Madagascar, à peine sortie d’un cycle électoral contesté, plonge dans une nouvelle zone de turbulences. Au cœur de la tempête, un acte politique et juridique majeur : la levée de l’immunité parlementaire de Marie-Michelle Sahondrarimalala, une figure centrale du camp présidentiel. Annoncée le 4 janvier 2024 par le président de l’Assemblée nationale, Siteny Randrianasoloniaiko, lui-même adversaire politique du chef de l’État, cette décision a instantanément électrisé le paysage politique malgache. Elle ouvre la voie à des poursuites judiciaires contre l’ancienne ministre, mais déclenche surtout une guerre ouverte entre le pouvoir législatif et le clan présidentiel.
Cet événement survient dans un climat de méfiance généralisée, où seulement 28% des Malgaches estiment que les politiciens œuvrent pour l’intérêt général, selon l’Observatoire de la Vie Publique (SEFAFI).

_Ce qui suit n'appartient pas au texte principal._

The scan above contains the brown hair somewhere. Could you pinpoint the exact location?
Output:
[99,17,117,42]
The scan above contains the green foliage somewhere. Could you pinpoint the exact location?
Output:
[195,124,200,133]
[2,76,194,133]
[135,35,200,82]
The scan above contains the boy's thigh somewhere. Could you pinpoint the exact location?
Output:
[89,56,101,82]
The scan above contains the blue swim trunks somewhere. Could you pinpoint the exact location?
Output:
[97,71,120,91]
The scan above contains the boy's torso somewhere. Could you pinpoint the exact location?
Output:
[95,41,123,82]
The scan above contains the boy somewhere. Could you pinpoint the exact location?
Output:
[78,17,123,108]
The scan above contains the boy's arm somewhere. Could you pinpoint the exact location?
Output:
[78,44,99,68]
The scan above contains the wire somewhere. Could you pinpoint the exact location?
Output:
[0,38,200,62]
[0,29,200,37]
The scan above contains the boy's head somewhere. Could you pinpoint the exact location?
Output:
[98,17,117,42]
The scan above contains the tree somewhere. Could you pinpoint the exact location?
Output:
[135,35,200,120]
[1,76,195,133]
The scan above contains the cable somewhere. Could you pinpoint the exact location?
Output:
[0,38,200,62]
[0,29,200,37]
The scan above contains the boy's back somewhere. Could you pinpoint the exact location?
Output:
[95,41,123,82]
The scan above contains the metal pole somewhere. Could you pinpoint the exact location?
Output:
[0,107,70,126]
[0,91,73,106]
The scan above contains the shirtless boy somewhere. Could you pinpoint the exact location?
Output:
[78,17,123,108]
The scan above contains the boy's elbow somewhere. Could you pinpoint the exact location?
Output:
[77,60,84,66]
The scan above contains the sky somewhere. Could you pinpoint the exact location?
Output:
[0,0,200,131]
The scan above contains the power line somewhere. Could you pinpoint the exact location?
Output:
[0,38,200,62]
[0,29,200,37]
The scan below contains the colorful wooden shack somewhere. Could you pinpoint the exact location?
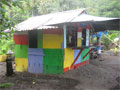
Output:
[14,24,90,74]
[14,10,119,74]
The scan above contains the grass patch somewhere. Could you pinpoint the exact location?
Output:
[0,83,12,88]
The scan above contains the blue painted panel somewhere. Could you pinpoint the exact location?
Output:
[28,48,44,73]
[74,50,81,64]
[96,32,102,38]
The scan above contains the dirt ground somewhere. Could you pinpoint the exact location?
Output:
[0,51,120,90]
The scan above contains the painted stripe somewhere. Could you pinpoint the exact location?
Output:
[83,48,93,59]
[63,25,67,48]
[13,35,28,45]
[71,49,83,66]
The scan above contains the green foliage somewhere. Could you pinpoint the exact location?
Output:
[0,83,11,88]
[0,0,120,54]
[0,35,14,55]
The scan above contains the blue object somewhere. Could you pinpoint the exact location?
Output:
[96,32,103,38]
[92,34,96,38]
[103,31,108,35]
[28,48,44,73]
[74,50,81,65]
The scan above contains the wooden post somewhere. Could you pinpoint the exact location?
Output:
[71,48,84,66]
[83,48,93,59]
[63,25,67,48]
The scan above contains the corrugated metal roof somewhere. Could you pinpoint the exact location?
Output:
[15,9,85,31]
[71,14,118,22]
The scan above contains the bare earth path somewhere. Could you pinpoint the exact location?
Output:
[0,53,120,90]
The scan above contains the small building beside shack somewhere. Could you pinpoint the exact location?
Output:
[13,9,119,74]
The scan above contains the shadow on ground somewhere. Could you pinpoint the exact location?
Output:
[0,73,80,90]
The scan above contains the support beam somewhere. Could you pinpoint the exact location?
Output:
[63,25,67,48]
[71,48,84,66]
[83,48,93,59]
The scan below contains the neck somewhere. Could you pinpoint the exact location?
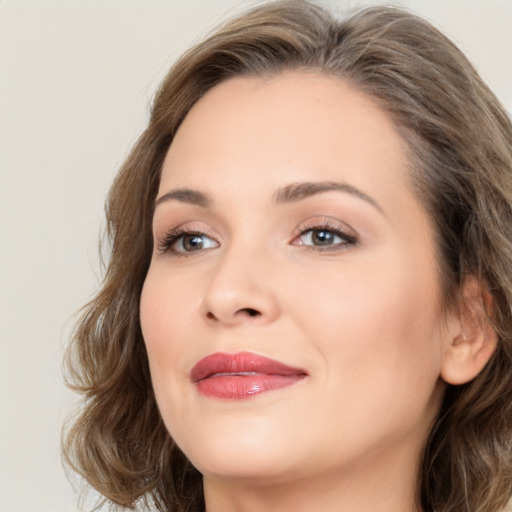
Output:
[204,440,421,512]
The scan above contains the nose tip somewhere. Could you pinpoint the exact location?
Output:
[206,308,262,321]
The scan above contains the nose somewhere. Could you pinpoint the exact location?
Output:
[201,248,280,326]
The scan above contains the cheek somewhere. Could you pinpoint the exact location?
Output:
[140,268,198,416]
[283,248,443,403]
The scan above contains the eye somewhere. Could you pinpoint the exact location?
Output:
[159,231,219,254]
[293,226,357,250]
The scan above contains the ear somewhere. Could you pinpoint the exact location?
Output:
[441,276,498,385]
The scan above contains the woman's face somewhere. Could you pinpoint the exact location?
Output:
[141,72,451,488]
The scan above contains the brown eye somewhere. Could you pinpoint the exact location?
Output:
[299,228,354,247]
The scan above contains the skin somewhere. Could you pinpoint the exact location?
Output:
[140,72,490,512]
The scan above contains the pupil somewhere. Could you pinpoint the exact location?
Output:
[183,235,203,251]
[313,231,334,245]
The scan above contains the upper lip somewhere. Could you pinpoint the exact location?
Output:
[190,352,307,382]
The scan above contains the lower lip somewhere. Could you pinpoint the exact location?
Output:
[196,374,305,400]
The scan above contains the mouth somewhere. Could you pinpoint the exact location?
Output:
[190,352,308,400]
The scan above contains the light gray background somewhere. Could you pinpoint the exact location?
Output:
[0,0,512,512]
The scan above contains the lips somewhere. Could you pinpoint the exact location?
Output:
[190,352,307,400]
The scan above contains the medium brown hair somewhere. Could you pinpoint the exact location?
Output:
[64,0,512,512]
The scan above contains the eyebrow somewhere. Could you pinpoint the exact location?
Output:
[274,181,384,214]
[155,181,384,214]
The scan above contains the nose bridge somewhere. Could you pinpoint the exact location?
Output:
[202,235,279,325]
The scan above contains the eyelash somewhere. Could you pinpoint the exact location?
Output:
[158,222,358,258]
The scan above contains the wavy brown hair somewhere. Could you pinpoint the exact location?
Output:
[64,0,512,512]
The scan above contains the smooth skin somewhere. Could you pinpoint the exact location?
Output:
[141,71,495,512]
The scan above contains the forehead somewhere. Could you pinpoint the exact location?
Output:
[161,71,407,208]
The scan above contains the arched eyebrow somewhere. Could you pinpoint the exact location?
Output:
[155,181,384,214]
[155,188,212,208]
[274,181,384,214]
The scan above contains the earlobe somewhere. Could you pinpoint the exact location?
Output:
[441,276,498,385]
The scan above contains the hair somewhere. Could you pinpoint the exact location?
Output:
[64,0,512,512]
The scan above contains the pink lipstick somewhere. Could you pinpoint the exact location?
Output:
[190,352,307,400]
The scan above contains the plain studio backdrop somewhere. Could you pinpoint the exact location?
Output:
[0,0,512,512]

Loin d’être une simple affaire de droit, cette procédure cristallise les fractures d’une nation en quête de stabilité. Assiste-t-on à une avancée courageuse dans la lutte contre l’impunité ou au premier acte d’un règlement de comptes savamment orchestré ? Cet article décrypte les dessous de cette affaire, analyse la riposte politique qu’elle a engendrée et évalue les enjeux cruciaux pour l’avenir de la démocratie à Madagascar.

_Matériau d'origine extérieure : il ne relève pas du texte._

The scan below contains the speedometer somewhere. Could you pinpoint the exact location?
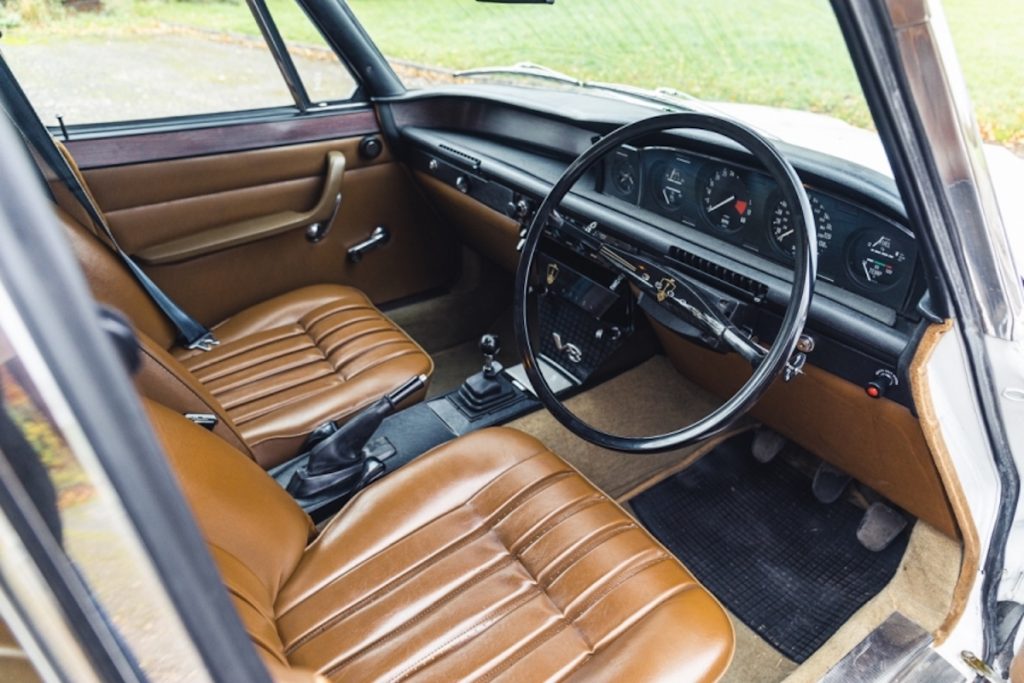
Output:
[700,166,753,232]
[768,196,833,258]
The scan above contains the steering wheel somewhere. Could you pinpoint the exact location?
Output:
[515,113,817,454]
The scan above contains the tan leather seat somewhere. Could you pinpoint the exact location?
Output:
[57,210,433,468]
[148,404,733,681]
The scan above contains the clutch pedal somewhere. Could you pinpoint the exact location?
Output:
[857,503,908,553]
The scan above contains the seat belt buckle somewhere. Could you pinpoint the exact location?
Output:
[185,332,220,351]
[185,413,220,431]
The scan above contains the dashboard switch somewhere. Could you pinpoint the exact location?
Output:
[864,370,899,398]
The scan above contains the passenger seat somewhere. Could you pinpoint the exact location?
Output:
[57,202,433,468]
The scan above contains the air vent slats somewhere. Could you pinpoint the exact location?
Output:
[669,247,768,301]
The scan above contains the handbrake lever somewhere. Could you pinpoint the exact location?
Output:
[287,375,427,498]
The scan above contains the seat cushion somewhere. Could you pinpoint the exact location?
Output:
[173,285,433,467]
[268,428,733,681]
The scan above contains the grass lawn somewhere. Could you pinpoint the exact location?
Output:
[4,0,1024,150]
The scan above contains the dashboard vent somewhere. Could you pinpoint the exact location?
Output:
[669,247,768,302]
[437,143,481,171]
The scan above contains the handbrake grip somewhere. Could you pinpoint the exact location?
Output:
[288,375,427,498]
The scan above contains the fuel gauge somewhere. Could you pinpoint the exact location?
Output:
[847,229,911,289]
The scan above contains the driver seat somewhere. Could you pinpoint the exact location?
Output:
[146,402,734,681]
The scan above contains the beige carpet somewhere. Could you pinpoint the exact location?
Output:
[508,355,753,501]
[782,521,961,683]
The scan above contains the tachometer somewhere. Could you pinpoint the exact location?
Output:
[847,228,910,289]
[700,166,753,232]
[768,195,833,258]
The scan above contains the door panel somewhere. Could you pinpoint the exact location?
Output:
[70,115,458,324]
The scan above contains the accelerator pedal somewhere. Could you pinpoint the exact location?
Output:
[811,463,851,505]
[857,502,908,553]
[751,427,788,465]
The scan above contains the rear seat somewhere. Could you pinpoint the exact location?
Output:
[55,197,433,468]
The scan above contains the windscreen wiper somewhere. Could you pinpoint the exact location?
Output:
[453,61,779,140]
[453,61,720,114]
[453,61,587,88]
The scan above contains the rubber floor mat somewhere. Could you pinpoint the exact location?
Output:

La levée de l’immunité parlementaire à Madagascar : procédure, protagonistes et soupçons

La décision de priver une élue de sa protection constitutionnelle est un acte d’une gravité exceptionnelle. Elle est l’aboutissement d’une procédure formelle mais aussi le fruit d’un calcul politique dont les ondes de choc se propagent bien au-delà de l’hémicycle de Tsimbazaza. Comprendre les mécanismes juridiques, le profil de la cible et la nature des accusations est indispensable pour saisir la portée de cet événement qui redéfinit les rapports de force dans la Grande Île. La levée de l’immunité parlementaire à Madagascar dans ce cas précis n’est pas qu’une simple formalité.
C’est par une déclaration concise sur les réseaux sociaux, le 4 janvier 2024, que le président de l’Assemblée nationale Madagascar, Siteny Randrianasoloniaiko, a officialisé la mesure. Il a pris soin de préciser que la décision du bureau permanent de l’Assemblée faisait suite à une demande formelle des autorités judiciaires. Conformément à la Constitution malgache, un parlementaire ne peut faire l’objet de poursuites ou d’arrestation sans l’autorisation de la chambre à laquelle il appartient. Cette protection, conçue pour garantir l’indépendance des élus, peut être suspendue pour permettre à la justice d’enquêter sur des faits graves.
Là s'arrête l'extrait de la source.